VIENNA (Reuters) - A record number of anti-Semitic incidents, ranging from verbal and online threats to assaults, were recorded in Austria last year, a non-governmental organisation said in a report published on Thursday.
The number of cases rose slightly in 2016 to 477 from 465 the previous year, when the figure had jumped by roughly 200, the organisation, the Forum Against Anti-Semitism said.
The report follows a finding by Austria's BVT domestic intelligence service a year ago that incidents involving xenophobia, Islamophobia and anti-Semitism were on the rise in the small country that was swept up in Europe's migration crisis and where the refugee influx has become a hot-button issue.
"It is of course alarming," said the president of the Jewish Community of Vienna (IKG), Oskar Deutsch.
"We now have two consecutive years at a record level," said Deutsch, who put the size of Austria's Jewish community at roughly 13,000-15,000 in an overall population of 8.8 million.

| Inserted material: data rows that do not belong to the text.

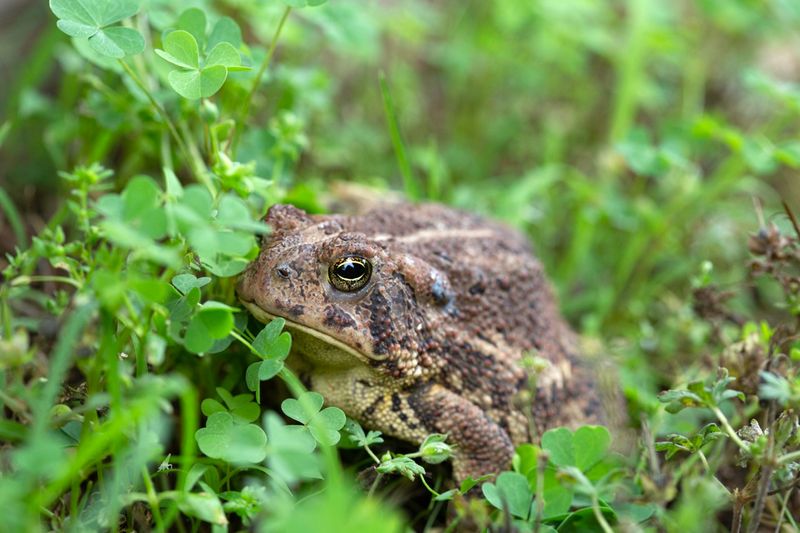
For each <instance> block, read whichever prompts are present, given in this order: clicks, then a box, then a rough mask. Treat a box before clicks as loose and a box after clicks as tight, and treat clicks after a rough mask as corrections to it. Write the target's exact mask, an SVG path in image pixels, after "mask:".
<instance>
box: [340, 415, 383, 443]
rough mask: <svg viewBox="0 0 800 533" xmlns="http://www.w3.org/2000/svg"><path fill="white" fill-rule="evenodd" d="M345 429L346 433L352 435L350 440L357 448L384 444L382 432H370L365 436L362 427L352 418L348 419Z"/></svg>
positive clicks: (367, 433) (374, 431)
mask: <svg viewBox="0 0 800 533" xmlns="http://www.w3.org/2000/svg"><path fill="white" fill-rule="evenodd" d="M344 428H345V431H347V433H349V434H350V440H351V441H353V442H354V443H355V444H356V445H357V446H370V445H372V444H380V443H382V442H383V437H381V432H380V431H370V432H369V433H366V434H365V433H364V429H363V428H362V427H361V425H360V424H359V423H358V422H356V421H355V420H352V419H350V418H348V419H347V422H346V423H345V426H344Z"/></svg>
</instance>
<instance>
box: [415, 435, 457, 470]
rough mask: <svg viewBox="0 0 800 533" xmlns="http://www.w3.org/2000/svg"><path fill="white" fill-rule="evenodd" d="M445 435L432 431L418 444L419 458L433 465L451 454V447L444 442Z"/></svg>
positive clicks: (442, 461)
mask: <svg viewBox="0 0 800 533" xmlns="http://www.w3.org/2000/svg"><path fill="white" fill-rule="evenodd" d="M446 439H447V435H442V434H441V433H432V434H430V435H428V436H427V437H426V438H425V441H424V442H423V443H422V444H421V445H420V447H419V451H420V454H421V455H420V458H421V459H422V460H423V461H425V462H426V463H429V464H432V465H435V464H439V463H442V462H444V461H446V460H448V459H450V457H452V456H453V447H452V446H450V445H449V444H447V443H446V442H445V440H446Z"/></svg>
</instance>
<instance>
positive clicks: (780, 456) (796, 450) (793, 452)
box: [778, 450, 800, 465]
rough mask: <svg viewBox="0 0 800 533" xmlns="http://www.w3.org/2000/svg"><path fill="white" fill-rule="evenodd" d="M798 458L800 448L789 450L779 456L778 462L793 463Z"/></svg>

Growing concerns about jobs and security, often in connection with immigration, have helped fuel growing support for the far-right Freedom Party, which was founded by former Nazis. It is now running first in opinion polls.
The Freedom Party is strongly critical of Islam and denounces anti-Semitism, but its efforts to court Jewish voters have shown few signs of success. The IKG, the main body representing Austrian Jews, says it is still xenophobic.
The report said that cases involving insults and threats had increased by a third to 24 last year, while those involving the internet fell by a quarter to 153. Those involving letters and phone calls rose 7 percent to 198, and those involving damage to property rose 36 percent to 68.
There were seven assaults, up from two in 2015 but below the nine recorded in 2014.
Increased awareness and reporting was one of several factors that explained the eight-fold increase in incidents recorded since 2006, but there was also a weakening stigma associated with anti-Semitic views, the group that compiled the report said.
"What we see is that racism in general has become more socially acceptable in Austria," Amber Weinber of the Forum Against Anti-Semitism said, adding the same was true of anti-Semitism.
"Since it has become more socially acceptable, people increasingly are posting (anti-Semitic messages) in their own name or sending letters with return addresses on them," she said.
The causes of that shift were, however, hard to pin down, Weinber added. "We do not have an exact explanation. We can only say what we see," she said.